Of special note is that according to the current state of the art, hormone replacement therapy can be offered to these women following salpingo-oophorectomy.

  1. 2.

    Women who wish to avoid the risks of surgery and premature menopause and who understand the risk of ovarian- and endometrial cancer and the lack of efficient screening for early detection of both cancers might nevertheless choose observation. As an alternative, the patient should be offered the possibility of an annual endometrium biopsy (pipelle eventually complemented by an office-hysteroscopy) together with transvaginal ultrasound examination from age 30/35 years [13, 14, 16].

  2. 3.

    To prevent colorectal cancer: regular colonoscopy at intervals of 1–2 years from age 20/25 years, or 10 years before the earliest occurrence of a colorectal carcinoma in the family anamnesis, should be performed.

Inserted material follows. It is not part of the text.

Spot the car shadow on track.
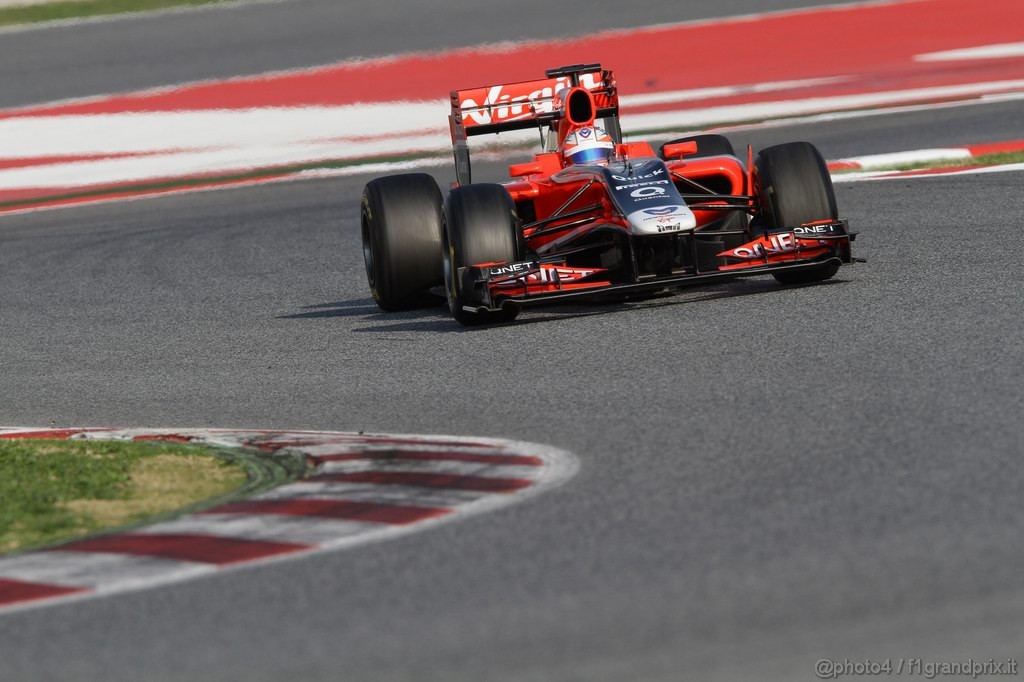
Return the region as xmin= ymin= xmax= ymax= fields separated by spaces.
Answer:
xmin=278 ymin=279 xmax=849 ymax=334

Moreover, chemoprevention by means of NSRA or acetylsalicylic acid can prevent the occurrence of colorectal carcinomas [17].

  1. 4.

    Regular medical examinations for early detection for other LS-relevant tumors.

  2. 5.

    Inform the patient about the symptoms of the mentioned malignancies and the need to explore such symptoms earliest if they occur.

  3. 6.

    Chemoprevention using oral contraceptives can be considered for young women, even though there are no prospective studies that demonstrate their efficacy for women with LS in particular.